CII Releases 20-point Agenda To Mitigate Impact of West Asia Crisis

The CII also called upon RBI to consider a temporary and clearly defined three-month moratorium and restructuring window for MSMEs, especially exporters and ancillary units linked to export supply chains

Update: 2026-04-05 18:02 GMT
To sustain foreign capital inflows into primary markets during a period of heightened global uncertainty, the industry body said that the ministry of finance could consider a temporary exemption from long-term capital gains tax for foreign investors in primary market investments, with the qualifying holding period extended from two to three years. —

New Delhi: Leading industry body CII on Sunday outlined a 20-point agenda to mitigate the impact of the West Asia crisis, calling for measures including a temporary exemption from long-term capital gains tax for foreign investors in the primary market, the introduction of a time-bound conflict-linked emergency credit line guarantee scheme (CL-ECLGS) and a three-month moratorium and restructuring window for MSMEs.

The CII has also proposed that priority sector lending (PSL) norms may be revisited to enable banks to respond more flexibly to sector-specific stress during external disruptions. “The RBI could institute a Special Refinance Window for MSMEs and other affected sectors, among other measures, seeking their consideration by the government,” the CII said.

To sustain foreign capital inflows into primary markets during a period of heightened global uncertainty, the industry body said that the ministry of finance could consider a temporary exemption from long-term capital gains tax for foreign investors in primary market investments, with the qualifying holding period extended from two to three years. “This calibrated incentive would signal stability, encourage patient capital, and help offset any flight-to-safety sentiment triggered by the disruption,” it said.

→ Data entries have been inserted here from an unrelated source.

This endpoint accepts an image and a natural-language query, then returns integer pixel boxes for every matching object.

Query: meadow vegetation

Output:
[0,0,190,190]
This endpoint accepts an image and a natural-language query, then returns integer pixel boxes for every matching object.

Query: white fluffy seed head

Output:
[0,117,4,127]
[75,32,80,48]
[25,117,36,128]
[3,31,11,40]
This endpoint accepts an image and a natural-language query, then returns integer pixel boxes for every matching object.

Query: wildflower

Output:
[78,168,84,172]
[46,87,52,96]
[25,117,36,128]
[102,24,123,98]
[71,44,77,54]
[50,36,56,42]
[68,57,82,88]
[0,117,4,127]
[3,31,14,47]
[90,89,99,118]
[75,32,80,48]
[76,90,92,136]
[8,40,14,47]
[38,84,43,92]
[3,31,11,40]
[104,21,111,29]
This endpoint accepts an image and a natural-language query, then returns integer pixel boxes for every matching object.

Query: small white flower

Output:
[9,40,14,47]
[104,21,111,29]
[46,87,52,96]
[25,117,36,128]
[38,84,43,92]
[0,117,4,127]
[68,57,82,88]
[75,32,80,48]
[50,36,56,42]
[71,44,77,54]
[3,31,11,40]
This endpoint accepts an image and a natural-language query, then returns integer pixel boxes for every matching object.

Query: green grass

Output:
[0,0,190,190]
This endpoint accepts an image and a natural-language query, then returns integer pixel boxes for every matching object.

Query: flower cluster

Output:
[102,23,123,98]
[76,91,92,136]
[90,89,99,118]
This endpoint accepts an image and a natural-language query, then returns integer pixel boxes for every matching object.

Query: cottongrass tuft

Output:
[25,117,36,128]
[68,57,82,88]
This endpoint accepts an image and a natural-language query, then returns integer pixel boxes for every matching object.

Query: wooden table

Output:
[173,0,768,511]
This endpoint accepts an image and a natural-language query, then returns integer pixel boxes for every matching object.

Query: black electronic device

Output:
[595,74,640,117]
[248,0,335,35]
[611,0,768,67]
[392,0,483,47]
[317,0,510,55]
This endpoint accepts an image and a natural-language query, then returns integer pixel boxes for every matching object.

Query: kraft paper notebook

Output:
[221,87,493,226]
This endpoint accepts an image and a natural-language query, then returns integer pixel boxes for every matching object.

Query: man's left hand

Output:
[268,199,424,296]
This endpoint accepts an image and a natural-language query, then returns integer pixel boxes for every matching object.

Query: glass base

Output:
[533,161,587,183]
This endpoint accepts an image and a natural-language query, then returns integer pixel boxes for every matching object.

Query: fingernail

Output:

The CII also suggested that the finance ministry may consider introducing a time-bound CL-ECLGS, similar in spirit to the emergency credit line guarantee scheme implemented during the pandemic, so that additional collateral-free working capital can be extended to affected enterprises through government-backed guarantees, particularly targeting MSMEs, exporters and gas-dependent sectors.

The CII also called upon RBI to consider a temporary and clearly defined three-month moratorium and restructuring window for MSMEs, especially exporters and ancillary units linked to export supply chains. “This may include calibrated flexibility in asset classification norms, with a defined deferment before Special Mention Account (SMA) and non-performing asset (NPA) recognition is triggered, limited to sectors where disruption is demonstrable,” it said.

Moreover, it said, the RBI could institute a special refinance window for MSMEs and other affected sectors, complemented by targeted liquidity support through instruments such as targeted long term repo operations, thereby enabling banks and non-banking financial companies (NBFCs) to continue extending credit at reasonable cost to productive sectors.

“Besides, the finance ministry in conjunction with RBI could provide immediate contractual and operational relief to industry, especially MSMEs, by extending delivery timelines for central and state PSU contracts by 3-4 months without invoking liquidated damages clauses, reduce performance bank guarantee and security deposit requirements to minimal levels to ease liquidity constraints,” it added.